The Community Reinvestment Act, enacted in 1977, ensures banks don’t ignore people in lower-income areas where loans are often harder to come by. Authorities tally how much support banks provide to the poor when considering whether to let lenders add branches or take over rivals. The FDIC and OCC say they want to modernize the act for the online era, letting banks get credit for helping struggling communities outside branch networks and giving firms more clarity on what kinds of projects count. On Thursday, the agencies published an “illustrative list” of potential qualifying activities.

A draft list includes several examples of opportunity zone projects that would rejuvenate commercial or industrial sites without displacing nearby residents — such as granting banks credit if they support art centers in vacant buildings, the rehabilitation of medical centers or the installation of new factories. Yet the proposed credit for financing “improvements” to stadiums soon raised eyebrows among policy wonks. That may put pressure on regulators to clarify whether banks really can satisfy CRA obligations by, say, funding a 200-foot video screen.

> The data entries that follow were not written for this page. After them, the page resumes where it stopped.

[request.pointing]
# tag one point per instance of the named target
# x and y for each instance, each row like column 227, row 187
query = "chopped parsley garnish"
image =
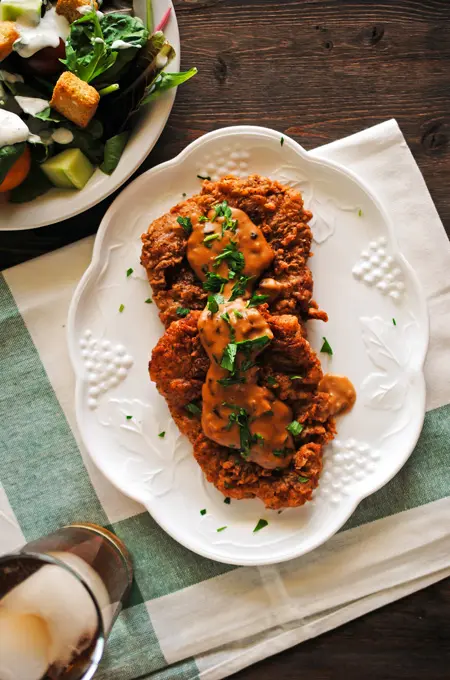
column 221, row 210
column 261, row 524
column 294, row 428
column 193, row 408
column 229, row 357
column 214, row 301
column 256, row 300
column 207, row 241
column 186, row 223
column 231, row 380
column 239, row 287
column 326, row 347
column 245, row 346
column 224, row 210
column 241, row 418
column 233, row 257
column 226, row 317
column 214, row 282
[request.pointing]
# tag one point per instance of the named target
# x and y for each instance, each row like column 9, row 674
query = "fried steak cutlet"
column 278, row 211
column 287, row 373
column 178, row 367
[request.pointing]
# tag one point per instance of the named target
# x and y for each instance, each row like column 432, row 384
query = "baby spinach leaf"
column 165, row 81
column 8, row 156
column 129, row 30
column 141, row 73
column 87, row 54
column 113, row 150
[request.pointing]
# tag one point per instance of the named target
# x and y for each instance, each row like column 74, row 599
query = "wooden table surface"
column 317, row 70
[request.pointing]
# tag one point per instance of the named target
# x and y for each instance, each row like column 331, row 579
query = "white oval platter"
column 378, row 329
column 60, row 204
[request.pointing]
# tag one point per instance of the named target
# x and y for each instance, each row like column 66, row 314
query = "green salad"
column 73, row 77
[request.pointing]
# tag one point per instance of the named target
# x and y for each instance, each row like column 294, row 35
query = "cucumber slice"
column 11, row 10
column 69, row 169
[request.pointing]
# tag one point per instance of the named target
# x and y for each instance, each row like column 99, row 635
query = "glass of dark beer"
column 59, row 597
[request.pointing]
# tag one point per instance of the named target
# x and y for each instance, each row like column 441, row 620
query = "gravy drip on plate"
column 341, row 391
column 237, row 412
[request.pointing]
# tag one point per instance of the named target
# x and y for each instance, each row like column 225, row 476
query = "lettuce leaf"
column 8, row 156
column 113, row 150
column 165, row 81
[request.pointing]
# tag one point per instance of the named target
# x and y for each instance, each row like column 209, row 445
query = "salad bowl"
column 59, row 204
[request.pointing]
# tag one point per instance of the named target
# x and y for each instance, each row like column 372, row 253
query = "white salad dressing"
column 87, row 9
column 8, row 77
column 120, row 45
column 32, row 105
column 47, row 33
column 62, row 136
column 12, row 129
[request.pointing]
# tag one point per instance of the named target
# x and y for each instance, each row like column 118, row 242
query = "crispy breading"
column 75, row 99
column 279, row 212
column 178, row 367
column 69, row 8
column 8, row 35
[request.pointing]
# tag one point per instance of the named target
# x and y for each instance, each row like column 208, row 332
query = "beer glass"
column 59, row 597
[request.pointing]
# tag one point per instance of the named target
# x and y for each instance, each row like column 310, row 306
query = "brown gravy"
column 341, row 391
column 237, row 412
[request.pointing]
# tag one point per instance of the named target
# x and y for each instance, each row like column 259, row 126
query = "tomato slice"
column 17, row 172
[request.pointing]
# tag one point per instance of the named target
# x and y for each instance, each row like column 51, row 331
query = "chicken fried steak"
column 276, row 209
column 179, row 366
column 240, row 377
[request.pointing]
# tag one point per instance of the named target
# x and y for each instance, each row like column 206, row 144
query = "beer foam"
column 58, row 598
column 24, row 645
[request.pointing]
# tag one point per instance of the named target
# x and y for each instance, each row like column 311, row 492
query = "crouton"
column 75, row 99
column 8, row 35
column 69, row 8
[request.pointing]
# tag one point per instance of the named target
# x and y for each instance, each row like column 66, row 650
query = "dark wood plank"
column 317, row 70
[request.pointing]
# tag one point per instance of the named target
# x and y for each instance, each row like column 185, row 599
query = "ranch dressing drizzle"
column 12, row 129
column 243, row 409
column 47, row 33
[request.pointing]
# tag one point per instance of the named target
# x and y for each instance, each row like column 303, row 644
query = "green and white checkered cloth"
column 190, row 618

The Federal Reserve has so far refused to embrace the OCC and FDIC’s proposal. That raises the prospect that some institutions under jurisdiction of the Fed — which oversees about 15% of CRA activity — may operate under narrower rules.

Steve Glickman, who helped design and promote the tax breaks when he led the Economic Innovation Group and now consults with investors looking to tap them, found the regulators’ reference to stadiums “weird.” Still, he said, the package of rules is broadly helpful because it will encourage banks to invest in opportunity zones, many of which need the support.

“Banks take CRA really seriously,” he said. “They’ll have to be engaged.”